La palma di cui riferisce l'Howells, era nell'odierna via Colombo, dietro la chiesa di S.Giovanni Battista. «Si diceva piantata addirittura alla fine del Settecento, cresceva nell'orto del Bruchi. Il palazzo retrostante fu distrutto durante la seconda guerra mondiale e non più ricostruito» (E.-M.INNOCENTI '93, Vol.II, p.325. Foto collezione Collura).

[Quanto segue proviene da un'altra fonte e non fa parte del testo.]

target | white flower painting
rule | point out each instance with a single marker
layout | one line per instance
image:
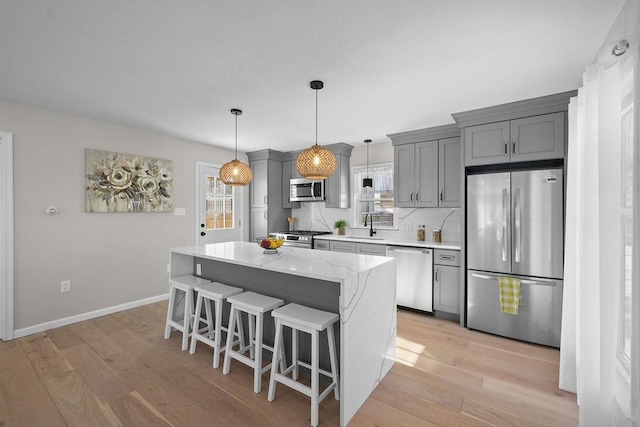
(117, 182)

Le mura erano state spianate all'altezza dei camminamenti, arricchite di alberi e trasformate in tranquille passeggiate, come è successo alle maggiori opere medievali di difesa in Italia. Con ogni probabilità presso un bastione doveva sussistere qualche forma di vita militare. Mentre passeggiavamo sulle mura, di buon'ora al mattino ci giunse all'orecchio un rullo di tamburi. Esclusi gli ufficiali incontrati in piazza, gli unici armati in cui ci imbattemmo furono i tanti cacciatori venuti a Grosseto per la stagione venataria, particolarmente ricca da queste parti. Continuammo ad incontrarli con i loro cani per tutta la strada verso Firenze. La nostra locanda di Grosseto traboccava di selvaggina. Sul piantito della cucina c'erano mucchi di allodole, fagiani, quaglie, beccafichi che passavano per le mani di sguatteri intenti a pelarli, per finire in quelle del grande e nobile cuoco dal panuccione bianco che li friggeva, li faceva in gratella, in stufato e arrosto. Durante il nostro soggiorno vivemmo di questi generosi volatili e quando cercammo di variare il menù, ci accorgemmo che il cameriere aveva le idee alquanto confuse al di là della cacciagione. Egli faceva parte delle migliorie che la proprietà aveva introdotto di recente e aveva fatto la propria comparsa con le forchette a quattro punte, le cromolitografie di Vittorio Emanuele, Garibaldi, Solferino e Magenta nella sala da pranzo e la stufa di ghisa in quella più piccola. Non aveva nulla in comune con gli impiantiti di mattoni delle camere e le vecchie stanze coi grandi camini. Si sforzava di dare un certo lustro fiorentino alla ruvida scorza maremmana e ci sembrava che dovesse conoscere il senso della parola «Breakfast». Quando l'ordinammo, mostrò di capire, partì per procurarsela, si fermò, tornò indietro e, con grande sacrificio della dignità personale, chiese: "Bistecche di manzo o di montone?"».